19 OCAK 2007’de öldürülen Agos Gazetesi Genel Yayın Yönetmeni Hrant Dink, sözde “soykırım” tartışmasıyla ilgili kendisiyle yapılan röportaja şöyle girdi:
-Türkler ve Ermeniler, birbirlerine yönelik ilişkilerinde “hasta” iki toplumdur…
Ardından ekledi:
-Ermeniler, Türklere yönelik büyük bir travma yaşıyor. Türkler ise Ermenilere yönelik büyük bir paranoya yaşıyor.
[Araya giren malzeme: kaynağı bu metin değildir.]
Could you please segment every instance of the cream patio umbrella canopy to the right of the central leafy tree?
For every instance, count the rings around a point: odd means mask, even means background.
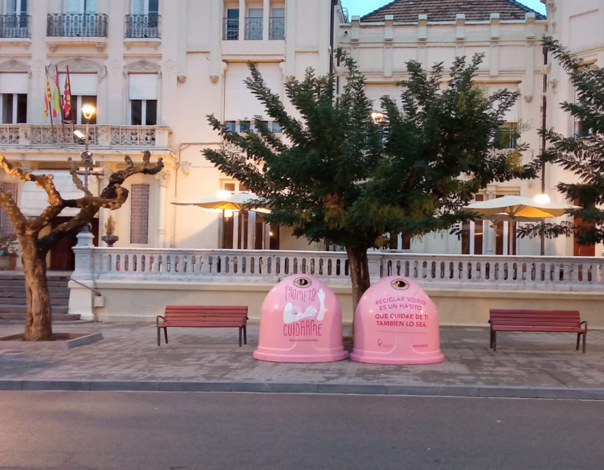
[[[488,201],[472,202],[462,207],[493,222],[534,222],[558,217],[579,206],[559,202],[539,202],[523,196],[503,196]]]

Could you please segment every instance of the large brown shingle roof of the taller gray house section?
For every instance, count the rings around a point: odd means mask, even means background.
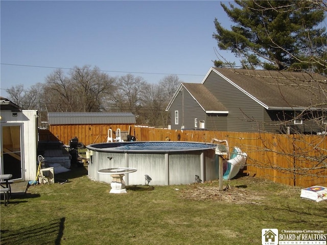
[[[319,74],[212,67],[201,84],[212,71],[268,110],[327,108],[321,105],[326,101],[326,78]]]

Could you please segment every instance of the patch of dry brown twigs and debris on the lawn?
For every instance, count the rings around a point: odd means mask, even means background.
[[[217,186],[190,185],[189,188],[181,190],[181,197],[188,200],[215,200],[235,204],[260,204],[265,198],[259,193],[253,193],[235,186],[224,186],[223,191]]]

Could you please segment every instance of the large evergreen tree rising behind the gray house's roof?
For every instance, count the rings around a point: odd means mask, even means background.
[[[323,1],[235,1],[240,8],[221,3],[235,22],[231,30],[215,18],[213,38],[221,50],[241,59],[243,68],[310,70],[325,74],[327,33]],[[218,67],[229,62],[215,60]]]

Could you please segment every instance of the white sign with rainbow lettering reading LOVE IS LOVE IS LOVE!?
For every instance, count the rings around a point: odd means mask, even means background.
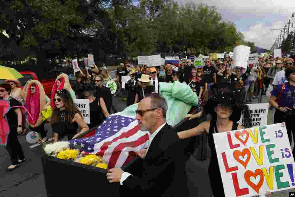
[[[285,123],[213,133],[225,196],[295,188]]]

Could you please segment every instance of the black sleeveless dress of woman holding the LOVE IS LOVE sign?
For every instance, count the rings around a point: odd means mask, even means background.
[[[238,125],[239,125],[238,123],[232,122],[231,131],[237,130]],[[208,133],[208,144],[211,149],[211,159],[210,159],[208,172],[209,172],[210,185],[211,185],[211,189],[212,189],[212,193],[214,197],[217,197],[217,196],[224,197],[223,184],[222,184],[222,179],[221,179],[219,165],[218,165],[213,133],[218,133],[217,127],[216,127],[216,120],[210,121],[210,128]]]

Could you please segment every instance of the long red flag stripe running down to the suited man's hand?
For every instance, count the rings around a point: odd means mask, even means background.
[[[119,156],[125,147],[134,148],[134,147],[140,146],[141,144],[144,144],[148,139],[149,139],[148,134],[145,134],[144,136],[141,136],[136,141],[120,143],[118,146],[116,146],[112,152],[110,159],[109,159],[109,165],[108,165],[109,169],[115,167],[115,165],[119,159]]]

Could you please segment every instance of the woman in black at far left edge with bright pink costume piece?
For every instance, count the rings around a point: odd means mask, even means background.
[[[7,152],[9,153],[11,159],[11,165],[6,168],[7,171],[12,171],[19,167],[19,164],[24,162],[26,159],[22,151],[22,146],[19,144],[17,138],[17,133],[22,133],[22,112],[19,109],[21,103],[16,99],[9,96],[11,92],[11,87],[9,84],[0,84],[0,97],[1,109],[5,108],[6,102],[9,102],[9,111],[5,114],[1,114],[1,118],[8,123],[8,127],[1,125],[1,129],[7,129],[6,131],[1,131],[1,133],[6,136],[1,136],[0,145],[4,145]],[[2,110],[5,111],[5,110]],[[3,121],[3,120],[2,120]],[[1,121],[1,124],[3,123]],[[9,133],[8,133],[9,132]],[[8,133],[8,135],[7,135]],[[3,140],[7,139],[7,143],[3,143]]]

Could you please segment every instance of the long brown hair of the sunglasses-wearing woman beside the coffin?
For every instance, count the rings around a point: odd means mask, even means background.
[[[62,99],[62,101],[65,103],[65,112],[66,112],[65,121],[72,123],[76,113],[78,113],[79,115],[81,115],[81,117],[83,117],[79,109],[74,105],[73,99],[68,90],[61,89],[55,92],[55,95],[59,96]],[[53,109],[52,117],[50,120],[50,124],[52,125],[56,124],[60,120],[59,112],[60,112],[60,109],[57,108],[54,103],[54,109]]]

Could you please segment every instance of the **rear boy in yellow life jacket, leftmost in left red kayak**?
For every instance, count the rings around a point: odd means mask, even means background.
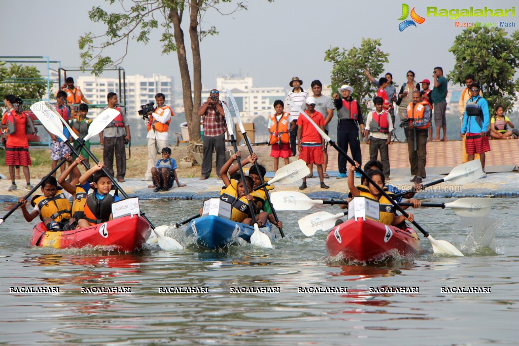
[[[71,218],[71,204],[69,198],[72,195],[63,191],[58,186],[56,178],[48,177],[42,184],[43,196],[36,195],[31,200],[34,210],[29,213],[26,208],[27,201],[22,197],[18,200],[21,203],[23,217],[27,222],[31,222],[39,216],[49,231],[66,231],[71,229],[69,220]]]

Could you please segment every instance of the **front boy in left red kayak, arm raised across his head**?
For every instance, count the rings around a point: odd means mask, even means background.
[[[106,173],[102,171],[104,167],[103,162],[94,165],[86,171],[79,178],[79,185],[85,185],[92,175],[94,177],[92,193],[86,196],[86,191],[76,185],[76,196],[72,204],[72,210],[75,217],[78,218],[77,223],[79,228],[86,228],[91,225],[97,225],[107,222],[112,219],[112,203],[120,200],[119,196],[112,196],[110,190],[112,189],[112,181]],[[83,207],[84,212],[80,213]],[[76,213],[79,211],[79,213]]]

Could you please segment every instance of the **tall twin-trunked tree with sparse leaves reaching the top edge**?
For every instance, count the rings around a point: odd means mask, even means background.
[[[114,5],[115,0],[106,0],[106,2]],[[218,6],[223,3],[233,3],[233,0],[132,0],[127,2],[121,0],[119,3],[120,12],[108,13],[101,6],[93,7],[89,11],[90,20],[105,24],[106,32],[100,35],[89,32],[79,38],[82,67],[87,68],[91,65],[94,73],[100,74],[104,68],[122,62],[130,40],[147,44],[150,39],[149,34],[154,29],[161,30],[162,54],[176,52],[178,58],[189,138],[192,141],[199,140],[198,108],[201,103],[202,89],[200,41],[208,35],[218,34],[215,26],[203,29],[200,25],[201,18],[209,10],[215,10],[221,15],[230,15],[238,10],[246,10],[247,5],[238,1],[234,9],[223,13]],[[184,31],[181,27],[184,14],[189,16],[188,34],[192,51],[193,81],[187,61]],[[126,46],[122,57],[114,60],[110,56],[103,55],[104,49],[118,44]]]

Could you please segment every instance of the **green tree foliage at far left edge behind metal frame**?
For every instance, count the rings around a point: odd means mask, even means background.
[[[11,64],[7,68],[0,67],[0,96],[2,98],[6,94],[13,94],[25,100],[40,100],[46,90],[46,79],[35,66]]]

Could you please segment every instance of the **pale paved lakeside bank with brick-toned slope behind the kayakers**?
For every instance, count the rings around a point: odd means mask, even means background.
[[[368,146],[362,144],[363,162],[367,162]],[[418,197],[519,197],[519,174],[512,172],[516,165],[519,165],[519,140],[499,140],[490,141],[491,151],[487,153],[487,172],[496,172],[488,174],[485,179],[479,179],[476,182],[458,186],[450,183],[442,183],[431,186],[429,190],[420,192]],[[254,150],[269,152],[270,147],[255,146]],[[330,179],[325,179],[325,183],[330,189],[321,189],[318,178],[307,179],[308,188],[304,190],[312,198],[337,198],[348,191],[346,179],[337,179],[333,173],[337,173],[337,151],[333,148],[328,149],[330,154],[329,173]],[[390,145],[390,161],[391,161],[391,180],[390,184],[398,186],[402,189],[411,188],[409,178],[409,162],[407,160],[407,144],[393,143]],[[441,174],[448,174],[450,170],[461,163],[461,142],[431,142],[428,143],[427,170],[428,175],[426,182],[440,179]],[[317,170],[315,170],[317,174]],[[267,173],[267,176],[273,174]],[[220,179],[209,178],[201,181],[198,178],[181,178],[186,187],[173,187],[167,192],[154,193],[153,189],[148,189],[151,182],[141,181],[141,179],[127,178],[121,187],[133,196],[139,196],[142,199],[152,198],[170,198],[170,199],[206,199],[209,197],[217,197],[223,183]],[[358,181],[358,179],[357,179]],[[24,196],[26,191],[23,190],[23,184],[19,184],[19,189],[8,192],[10,185],[9,180],[0,179],[0,202],[14,202],[19,197]],[[294,190],[301,182],[292,184],[277,184],[276,190]]]

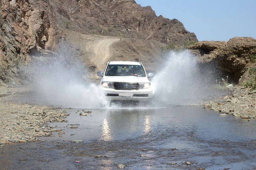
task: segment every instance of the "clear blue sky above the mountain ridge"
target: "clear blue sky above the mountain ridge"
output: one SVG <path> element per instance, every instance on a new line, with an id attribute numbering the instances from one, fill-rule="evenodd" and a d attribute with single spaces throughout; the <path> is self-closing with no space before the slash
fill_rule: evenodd
<path id="1" fill-rule="evenodd" d="M 156 16 L 178 19 L 198 41 L 256 39 L 256 0 L 135 0 Z"/>

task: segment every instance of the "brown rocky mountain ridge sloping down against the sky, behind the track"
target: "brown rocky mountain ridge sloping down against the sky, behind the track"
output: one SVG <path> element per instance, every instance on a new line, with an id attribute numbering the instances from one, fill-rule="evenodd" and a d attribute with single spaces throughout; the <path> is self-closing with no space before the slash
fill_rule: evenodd
<path id="1" fill-rule="evenodd" d="M 134 0 L 51 0 L 50 4 L 78 32 L 179 45 L 184 41 L 197 41 L 196 35 L 188 32 L 177 19 L 157 17 L 150 6 L 141 7 Z"/>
İki taraf için de “klinik vakalarız” tanımını kullanıp sordu:
-Bizi kim tedavi edecek?
Soruları arka arkaya sıraladı:
-Fransız Senatosu mu karar verecek?
-Amerikan Senatosu mu karar verecek?
-Bizim doktorumuz kim?
-Reçeteyi kim verecek?
Kendi sorularına şu yanıtı verdi:
-Ermeniler Türklerin doktoru, Türkler de Ermenilerin doktoru. Bunun dışında doktor, ilaç, hekim mekim yok.
Reçeteyi de ortaya koydu:
-Tek reçete diyalog… Bunun dışında bir çözüm yok…
Yineledi:
-Yok ve yok…
Ermeni diasporasına seslendi:
-1915’e takılıp kalmayın. Kendinizi 1915’e bağlamayın. Kendinizi dünyadaki insanların“soykırım”ı kabul edip etmemesine zincirlemeyin.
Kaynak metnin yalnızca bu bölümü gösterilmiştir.